Base class: lightning_boost.systems.BaseSystem

Mandatory methods

step(self, inputs: Dict[str, Tensor], targets: Dict[str, Tensor]) -> Dict[str, Tensor]:
- Extract input tensors from inputs dictionary.
- Feed input tensors into model(s), receive prediction tensor(s).
- Return dictionary of prediction tensor(s), where keys correspond to tasks (they must match the keys of the target data dictionary!).

Loss functions and metrics

Loss functions and metrics do not need to be implemented using a base class. Instead, simply import them in __init__.py files in the corresponding directories ./modules/loss and ./modules/metrics. Custom loss functions and metrics can be implemented by subclassing `torch.nn.Module and torchmetrics.Metric, respectively.

Main script

First, import all components (usually, models, systems, datamodules, datasets, loss functions, and metrics) you want to make accessible via the command line interface. This can be simplified by creating __init__.py files in the corresponding directories. Also import lightning_boost.cli.LightningBoostCLI.

Then, instantiate the LightningBoostCLI in the main function.

Execution

Command line interface

Call the main script with one of the subcommands fit, validate or test and mandatory arguments --data and --system, where you pass the class names of the datamodule and the system to be used, respectively. Their non-default parameters need to be set subsequently. While BaseDatamodule has no non-default parameters, BaseSystem needs the following to be specified:

models: One or more subclasses of BaseModel.
loss: One or more subclasses of lightning_boost.modules.loss.TaskLoss.
optimizer: Subclass of torch.optim.Optimizer.
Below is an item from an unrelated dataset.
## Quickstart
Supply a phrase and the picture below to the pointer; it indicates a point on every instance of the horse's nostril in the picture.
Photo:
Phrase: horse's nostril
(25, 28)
Further optional parameters are:

lr_scheduler: Subclass of torch.optim.LRScheduler.
lr_scheduling_policy: Use lightning_boost.modules.optim.LRSchedulingPolicy (default), adapt parameters if needed.
train_metrics: One or more suclasses of lightning_boost.modules.metrics.TaskMetric.
val_metrics: One or more suclasses of lightning_boost.modules.metrics.TaskMetric.
test_metrics: One or more suclasses of lightning_boost.modules.metrics.TaskMetric.

In the CLI,

arguments are passed using the operator =, e.g, --arg_x=....
initialization parameters are set using dot notation, e.g., --arg_x=class_a --arg_x.param_1=....
list arguments can be passed using the operator += and specifying the initialization parameters directly after, --arg_x+=class_a --arg_x.param_1=... --arg_x+=class_b --arg_x.param_1=....

YAML configuration

Create a YAML configuration file by adding the flag --print_config and the pipe > config.yaml to the command. Default parameters can be removed from the configuration file to increase readability. Run with a configuration file using the argument --config=config.yaml.